Hay aulas donde las pizarras brillan menos que las pantallas. Y hay talleres donde el lienzo ya no espera pinceles, sino prompts. En medio de todo, el alma del educador y del artista titubea, preguntándose si aún hay lugar para el temblor, para la imperfección, para el suspiro que no se pueda programar.
Andamos tan adelantados, que en Educación nos preguntamos ¿Quién enseña a quién?
La inteligencia artificial ha entrado en las escuelas como un viento invisible que mueve sin que lo veamos. A veces responde por los alumnos, a veces piensa por los maestros. ¿Es esto una evolución, o una forma elegante de olvido?
La enseñanza era, alguna vez, un ritual de presencia: una palabra encendida, una mirada que guiaba, una pausa que sembraba preguntas. Hoy, la velocidad lo atropella todo. Pero no todo está perdido. Quizás la IA pueda servirnos si aprendemos a domarla, si la obligamos a dialogar con la sensibilidad y no a reemplazarla. Porque lo que está en juego no es el acceso al conocimiento, sino la forma en que ese conocimiento toca el corazón humano.
Y en el Arte, hoy en día ¿Quién firma la belleza?
Un algoritmo ya puede escribir una sinfonía, pintar un retrato, imitar la voz de quien amamos. Pero yo me pregunto si puede llorar al hacerlo ¿Puede un robot, como un artista, pararse frente a su obra y decir: “Esto me duele”? La IA puede repetir estilos, combinar colores, narrar historias, encontrar en los recovecos de las redes, lo que nosotros no podemos encontrar, pero no puede sentir vergüenza ni deseo ni duda. Y sin eso, el arte no vive.
El creador de carne y hueso sangra en su obra.
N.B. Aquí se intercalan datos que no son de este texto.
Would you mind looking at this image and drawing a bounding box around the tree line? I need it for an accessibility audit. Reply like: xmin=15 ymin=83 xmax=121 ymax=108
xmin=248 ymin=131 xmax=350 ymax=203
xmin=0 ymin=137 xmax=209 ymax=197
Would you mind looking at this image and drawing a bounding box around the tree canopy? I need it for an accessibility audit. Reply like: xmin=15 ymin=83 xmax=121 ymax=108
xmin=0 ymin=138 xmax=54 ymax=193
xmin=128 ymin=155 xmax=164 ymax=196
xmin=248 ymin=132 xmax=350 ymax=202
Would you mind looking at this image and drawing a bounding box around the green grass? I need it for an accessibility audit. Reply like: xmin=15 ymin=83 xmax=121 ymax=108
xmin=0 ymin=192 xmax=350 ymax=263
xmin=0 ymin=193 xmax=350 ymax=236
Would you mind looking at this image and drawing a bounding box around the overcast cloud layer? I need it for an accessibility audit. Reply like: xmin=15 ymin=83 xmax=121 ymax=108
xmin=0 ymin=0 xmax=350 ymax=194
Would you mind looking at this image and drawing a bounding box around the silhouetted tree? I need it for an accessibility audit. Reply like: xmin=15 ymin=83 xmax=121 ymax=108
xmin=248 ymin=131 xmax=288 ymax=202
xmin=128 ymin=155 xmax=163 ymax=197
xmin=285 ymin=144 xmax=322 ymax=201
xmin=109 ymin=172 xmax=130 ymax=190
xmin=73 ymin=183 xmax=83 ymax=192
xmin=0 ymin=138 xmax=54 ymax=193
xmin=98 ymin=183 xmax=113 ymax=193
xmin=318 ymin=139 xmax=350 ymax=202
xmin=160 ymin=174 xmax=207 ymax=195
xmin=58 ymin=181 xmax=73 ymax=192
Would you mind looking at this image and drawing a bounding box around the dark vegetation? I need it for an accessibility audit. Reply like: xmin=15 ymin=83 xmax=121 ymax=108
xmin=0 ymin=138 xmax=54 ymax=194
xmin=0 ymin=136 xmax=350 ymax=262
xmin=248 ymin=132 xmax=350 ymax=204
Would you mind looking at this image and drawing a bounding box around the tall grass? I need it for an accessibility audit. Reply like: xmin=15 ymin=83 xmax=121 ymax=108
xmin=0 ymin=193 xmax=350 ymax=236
Lo hace con errores, con intuiciones salvajes, con silencios. La IA trabaja sin noche ni cuerpo. Sin cansancio, sí. Pero también sin epifanía.
¿Es la IA una aliada o una amenaza?
Basta de historias, especulaciones y miedos. Depende de qué buscamos: ¿eficiencia o verdad? La inteligencia artificial puede ser una lámpara. Pero no puede decidir el camino. Puede ser un puente. Pero jamás será la orilla. Puede ser una ayuda. Pero nunca una voz. Y es en ese punto donde humanos y roboties pueden marchar unidos.
El creador —de verdad— crea porque algo lo quema por dentro. Y hasta que las máquinas no ardan por dentro, seguiremos necesitando poetas, necesitando maestros. Artistas de carne y alma. Seguiremos necesitando de asombro.